The network is "safe" against both of those attacks so long as 5% of the witnesses do not collude. That 5% would be enough to allow the minority chain that had support of the stakeholders to elect new witnesses and eventually overtake the attackers chain which would be stuck at 95% participation assuming that in a healthy network participation averages over 95%.
I think this is a different scenario from the one I was discussing, but an interesting one nonetheless. I don't understand how the protocol allows a minority chain to recover. I understand that a minority chain could include transactions that change enough votes to vote out the other 95% of bad witnesses by the next maintenance interval, but how exactly do clients decide to switch to that chain given that it is a minority chain? What if there were multiple minority chains that elected a different set of witnesses? How do clients choose which one to adopt?
I also want to add to these questions a bit to hopefully make it more clear what I am asking here.

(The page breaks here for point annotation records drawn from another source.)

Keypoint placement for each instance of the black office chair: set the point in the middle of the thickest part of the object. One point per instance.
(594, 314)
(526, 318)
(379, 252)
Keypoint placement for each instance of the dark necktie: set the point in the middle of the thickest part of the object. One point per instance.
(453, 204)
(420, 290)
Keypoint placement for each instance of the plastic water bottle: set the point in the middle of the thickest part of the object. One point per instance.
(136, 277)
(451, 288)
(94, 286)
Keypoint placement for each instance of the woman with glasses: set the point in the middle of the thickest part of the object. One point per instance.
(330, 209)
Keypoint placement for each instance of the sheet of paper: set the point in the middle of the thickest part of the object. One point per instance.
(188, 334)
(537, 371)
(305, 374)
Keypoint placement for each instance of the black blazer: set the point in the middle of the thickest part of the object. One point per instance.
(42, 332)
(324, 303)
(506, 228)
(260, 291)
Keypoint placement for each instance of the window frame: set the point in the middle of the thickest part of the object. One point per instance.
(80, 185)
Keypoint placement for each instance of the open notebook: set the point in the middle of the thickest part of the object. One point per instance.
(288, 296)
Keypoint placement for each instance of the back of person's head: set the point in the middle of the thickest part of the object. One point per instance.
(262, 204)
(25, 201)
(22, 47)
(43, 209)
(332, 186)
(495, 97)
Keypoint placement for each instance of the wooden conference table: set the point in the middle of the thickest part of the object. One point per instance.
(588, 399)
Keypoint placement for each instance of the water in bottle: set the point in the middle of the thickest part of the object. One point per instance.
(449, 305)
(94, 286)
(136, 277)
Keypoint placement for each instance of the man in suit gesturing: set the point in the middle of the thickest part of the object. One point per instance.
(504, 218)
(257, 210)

Let's say there are N = 100 witnesses all producing blocks and everything is good. A new round begins (which is also the second to last round of this maintenance interval) and it is ordered according to: W1, W2, ..., W100. When it is W2's turn they produce a block that has a transaction that votes out witnesses W1 and W3 to W100, and replaces them with W101 to W198 (this transaction is the deciding vote, meaning if included it will kick those witnesses out and replace them with W101 to W198). When it is W3's turn to produce a block, they build off of W1's block, not W2's block, but nevertheless include that transaction that votes out the other witnesses. When it is W4's turn to produce a block, they build off of W1's block, not that of W2 or W3, and they do not include that vote changing transaction. W5 builds off of W4's block and doesn't include the vote changing transaction as well. And similarly for W6 to W100, thus ending that round with a witness participation of 98% (since the blocks produced by W2 and W3 were not included in the majority chain and therefore considered missing).
Now at the start of the next block (which is the last round of this maintenance interval), a witness shuffle takes place in the majority chain using the accumulate random number (which I guess did not include W2's and W3's random numbers since they were not revealed in the main chain). W2 and W3 are ordered somewhere in the middle of that round and will not produce blocks that round, even if they did they would likely be skipped over by the other witnesses. The other witnesses will also not include the vote change transaction.
What about the other orphan forks by W2 and W3? What happens at the end of the previous round when 99% of their witnesses were missing blocks. Is there a witness shuffle? If so how does the algorithm work? In fact, more generally how does the random number commitment, reveal, and accumulation process work in light of missing blocks in rounds or witnesses being voted in and out in maintenance interval transitions? I presume however the witnesses are ordered in the new round, both W2 and W3 will have an opportunity to produce a block in each chain. So let's say W2 builds a block off their own block in their chain and W3 builds a block off their own block in their own chain.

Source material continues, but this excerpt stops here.